Abstract

ABSTRACT Introduction: Transgenerational trauma is a theory asserting that traumatic experiences, including grief and loss, can be transferred from the initial generation of survivors to subsequent generations via complex post-traumatic stress disorder mechanisms. This applies to persecutory circumstances and genocidal events, which leave their mark and continue to resonate actively within the consciousness of descendants. Method: This article explores the role of analytical music therapy in working with transgenerational trauma. Illustrations of this work are provided via two first-person, retrospective vignettes of the author’s self-experiences in analytical music therapy, rooted in the author’s Jewish cultural identity, and in the inherited experiences of ancestors who faced existential threats of ethnic persecution in Eastern Europe during the late nineteenth and early twentieth centuries.
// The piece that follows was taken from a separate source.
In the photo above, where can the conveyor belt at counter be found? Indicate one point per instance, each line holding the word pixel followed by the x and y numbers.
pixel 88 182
The reflective process employed here serves to contribute to the development of a larger theoretical perspective on the role of music as a matrix for accessing, confronting, and working through elements of transgenerational trauma. Results: Each vignette provides ways in which the author’s own transgenerational trauma – as it manifested in his everyday life in various ways – was accessed and engaged through the relational, creative spaces of analytical music therapy. Each vignette also addresses how certain transpersonal resources discovered within these working spaces – each one meaningfully reflecting certain expressions of Jewish mysticism and spirituality – were mobilized by the author with personal and professional impact. Discussion: Clinical and cultural implications for future practice and research in this area are considered.